Speyer Lindenstraße: Künftig zwei Radwege geplant
Der Radweg an der Großbaustelle Kreisel Lindenstraße/Paul-Egell-Straße hätte eigentlich bis zur Karl-Leiling-Allee beidseitig zurückgebaut und per Schutzstreifen auf die Straße verlegt werden sollen. Das hatte der Stadtrat im vergangenen Mai beschlossen. Weil allerdings später klar wurde, dass nicht nur die roten Pflaster, sondern auch die Betontragschicht hätte getauscht werden müssen, wurde die Sache mit gut 200.000 Euro teurer: eine Ratsmehrheit senkte bei erneuter Abstimmung den Daumen.

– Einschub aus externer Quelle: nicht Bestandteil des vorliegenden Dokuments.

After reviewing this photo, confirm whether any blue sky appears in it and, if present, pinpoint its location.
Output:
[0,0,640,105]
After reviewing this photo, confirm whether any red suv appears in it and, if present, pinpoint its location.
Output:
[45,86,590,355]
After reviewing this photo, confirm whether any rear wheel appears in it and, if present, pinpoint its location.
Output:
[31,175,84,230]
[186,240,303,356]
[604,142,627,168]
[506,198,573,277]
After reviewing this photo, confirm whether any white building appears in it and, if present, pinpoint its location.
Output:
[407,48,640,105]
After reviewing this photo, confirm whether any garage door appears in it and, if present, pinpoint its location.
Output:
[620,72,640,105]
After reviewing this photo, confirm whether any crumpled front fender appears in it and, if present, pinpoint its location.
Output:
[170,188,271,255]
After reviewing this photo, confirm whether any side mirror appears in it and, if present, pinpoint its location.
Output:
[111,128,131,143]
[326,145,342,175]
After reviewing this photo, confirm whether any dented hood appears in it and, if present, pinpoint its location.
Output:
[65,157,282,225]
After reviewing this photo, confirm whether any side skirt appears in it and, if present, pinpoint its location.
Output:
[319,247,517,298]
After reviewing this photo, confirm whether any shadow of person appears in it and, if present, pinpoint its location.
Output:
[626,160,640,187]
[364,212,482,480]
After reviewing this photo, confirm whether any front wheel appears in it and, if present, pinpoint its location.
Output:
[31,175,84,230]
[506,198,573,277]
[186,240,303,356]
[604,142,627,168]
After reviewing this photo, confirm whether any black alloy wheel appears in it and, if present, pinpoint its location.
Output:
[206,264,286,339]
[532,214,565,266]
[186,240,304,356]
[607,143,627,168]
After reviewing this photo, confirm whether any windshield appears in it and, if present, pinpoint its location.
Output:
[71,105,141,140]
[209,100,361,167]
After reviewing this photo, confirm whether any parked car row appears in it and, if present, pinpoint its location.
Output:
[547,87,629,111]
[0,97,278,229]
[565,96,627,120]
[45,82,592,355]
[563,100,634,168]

Nun hat die Verwaltung eine Alternative erarbeitet: „Das rote Pflaster im Seitenraum der Straße bleibt bestehen, dennoch können auf der Fahrbahn Radfahrschutzstreifen markiert werden“, erklärt eine Sprecherin auf Anfrage. Sprich: Statt einem Radweg sollen künftig zwei in der Lindenstraße verlaufen. Der Seitenraum werde verkehrsrechtlich zu einem „anderen Radweg“, wodurch die Benutzungspflicht entfalle. Radfahrer könnten somit frei entscheiden, „ob sie den Seitenraum oder die Fahrbahn nutzen wollen“. Der neue Sachstand werde noch dem Ausschuss für Stadtentwicklung, Bauen und Verkehr vorgestellt. Auf die Umsetzung der geplanten barrierefreien Übergänge samt Zebrastreifen am Kreisel habe das keine Auswirkung. Sie könnten genauso kommen wie der barrierefreie Ausbau der Bushaltestellen.